60g currants (if making fruited variety)

  1. Sift together the flour, cornflour, spices, salt and baking powder.
  2. In another bowl whisk together the fat, spread and sugar until light and fluffy. Add the dairy-free milk and whisk again.
  3. Add the flour mix and carefully combine. Stir in the currants if using.
  4. Roll out and cut out shapes with cookie cutters. Place on a lined baking sheet and bake at 180 degrees for 10-12 minutes, or until lightly golden round the edges
  5. Cool on the sheet before moving to a wire rack.
  6. if making the fruity variety, sprinkle with caster sugar whilst hot.

for the royal icing:

3 tbsps aquafaba (water from a tin of beans or chickpeas)

1/4 tsp cream of tartar

3 cups icing sugar

1/2 tsp vanilla extract

dairy-free milk to thin the icing

food colouring as desired

  1. In a stand mixer, or an electric whisk, whisk together all the ingredients until a smooth thick paste is created.
  2. Colour as desired.
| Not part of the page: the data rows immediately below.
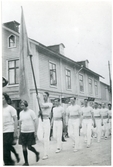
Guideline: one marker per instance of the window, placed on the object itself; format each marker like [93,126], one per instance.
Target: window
[90,86]
[13,72]
[15,104]
[68,79]
[81,83]
[96,88]
[53,75]
[12,41]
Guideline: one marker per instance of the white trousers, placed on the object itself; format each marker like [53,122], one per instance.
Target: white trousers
[87,129]
[98,129]
[73,131]
[46,135]
[57,132]
[110,126]
[105,128]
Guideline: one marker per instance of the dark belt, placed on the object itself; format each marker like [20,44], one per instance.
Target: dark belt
[58,119]
[45,117]
[86,117]
[105,117]
[74,116]
[97,117]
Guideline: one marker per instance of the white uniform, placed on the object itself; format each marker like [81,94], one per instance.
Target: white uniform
[46,126]
[73,124]
[97,115]
[104,112]
[58,125]
[110,121]
[87,123]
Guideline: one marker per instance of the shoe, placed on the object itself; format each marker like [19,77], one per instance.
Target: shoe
[58,150]
[63,139]
[37,156]
[88,146]
[75,150]
[12,163]
[17,158]
[45,157]
[25,164]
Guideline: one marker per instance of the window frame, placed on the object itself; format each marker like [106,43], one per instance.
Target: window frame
[9,41]
[12,68]
[95,81]
[68,70]
[53,63]
[81,91]
[90,91]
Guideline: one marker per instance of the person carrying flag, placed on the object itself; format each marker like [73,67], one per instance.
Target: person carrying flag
[46,107]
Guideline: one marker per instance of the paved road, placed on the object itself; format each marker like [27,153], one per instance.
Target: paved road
[99,154]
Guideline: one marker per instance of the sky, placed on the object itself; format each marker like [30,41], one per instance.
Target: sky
[83,26]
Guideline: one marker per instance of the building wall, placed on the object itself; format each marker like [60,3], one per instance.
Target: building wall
[42,75]
[105,94]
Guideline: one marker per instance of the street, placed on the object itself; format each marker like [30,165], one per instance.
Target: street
[99,154]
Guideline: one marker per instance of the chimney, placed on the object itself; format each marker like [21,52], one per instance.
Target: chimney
[86,63]
[58,48]
[13,25]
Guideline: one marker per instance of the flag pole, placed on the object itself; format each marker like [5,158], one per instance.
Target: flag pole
[40,111]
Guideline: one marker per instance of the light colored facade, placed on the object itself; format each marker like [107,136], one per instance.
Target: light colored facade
[55,73]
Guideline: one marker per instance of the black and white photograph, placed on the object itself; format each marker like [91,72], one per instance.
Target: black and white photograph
[56,82]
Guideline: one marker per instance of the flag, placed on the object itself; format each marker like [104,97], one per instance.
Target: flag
[24,47]
[4,82]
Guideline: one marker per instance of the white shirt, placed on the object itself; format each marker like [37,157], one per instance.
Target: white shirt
[110,113]
[8,123]
[47,111]
[97,112]
[104,111]
[87,111]
[73,110]
[58,112]
[27,121]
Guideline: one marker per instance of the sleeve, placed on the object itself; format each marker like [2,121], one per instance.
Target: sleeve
[47,105]
[91,109]
[67,111]
[63,112]
[33,115]
[79,110]
[13,111]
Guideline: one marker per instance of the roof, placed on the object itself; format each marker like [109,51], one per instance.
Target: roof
[11,22]
[47,49]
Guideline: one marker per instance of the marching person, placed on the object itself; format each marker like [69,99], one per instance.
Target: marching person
[104,112]
[110,117]
[27,131]
[46,112]
[88,116]
[9,131]
[99,121]
[74,123]
[58,121]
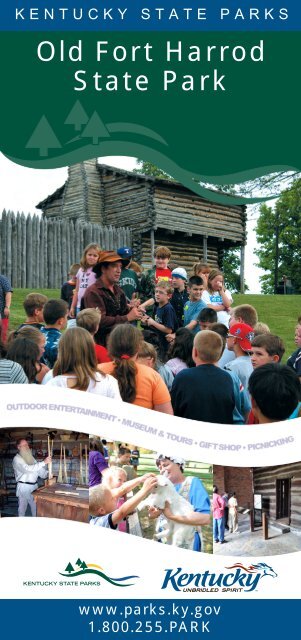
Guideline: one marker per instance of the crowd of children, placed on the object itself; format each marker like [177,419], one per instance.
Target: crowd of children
[159,339]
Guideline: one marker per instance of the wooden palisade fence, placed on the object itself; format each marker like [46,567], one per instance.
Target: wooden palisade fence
[36,252]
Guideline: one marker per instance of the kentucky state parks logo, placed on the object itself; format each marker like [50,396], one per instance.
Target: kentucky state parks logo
[242,578]
[81,568]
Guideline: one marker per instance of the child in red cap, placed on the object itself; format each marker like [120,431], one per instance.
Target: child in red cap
[239,340]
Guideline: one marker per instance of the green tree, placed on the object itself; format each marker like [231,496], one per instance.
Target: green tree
[149,169]
[231,269]
[278,234]
[43,138]
[77,116]
[95,129]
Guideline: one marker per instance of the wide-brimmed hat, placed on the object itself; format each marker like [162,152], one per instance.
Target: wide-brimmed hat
[179,272]
[177,459]
[125,252]
[109,256]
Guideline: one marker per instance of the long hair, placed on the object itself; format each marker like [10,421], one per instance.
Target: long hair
[123,345]
[95,444]
[182,346]
[27,354]
[76,354]
[83,260]
[213,273]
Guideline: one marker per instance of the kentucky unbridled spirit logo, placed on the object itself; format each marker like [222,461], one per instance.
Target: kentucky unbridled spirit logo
[81,569]
[241,579]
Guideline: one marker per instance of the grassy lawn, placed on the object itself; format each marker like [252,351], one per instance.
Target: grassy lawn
[17,314]
[279,312]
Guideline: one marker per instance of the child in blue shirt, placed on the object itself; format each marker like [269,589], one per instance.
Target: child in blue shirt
[55,317]
[103,503]
[194,305]
[164,321]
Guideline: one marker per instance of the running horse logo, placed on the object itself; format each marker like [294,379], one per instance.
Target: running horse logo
[261,567]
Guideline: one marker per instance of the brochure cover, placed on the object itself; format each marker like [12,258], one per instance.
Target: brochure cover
[209,96]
I split the mixture into two, and then coloured each with natural food colouring.
  3. Thin each colour with a splash of milk to make the icing a good consistency to coat the biscuits (thick, but thin enough to pipe!)
  4. Pipe as desired
  5. Let set but leaving at room temperature for a good few hours. If you dare, return the iced biscuits to the oven for a couple of minutes for a smooth shiny finish and then leave to set.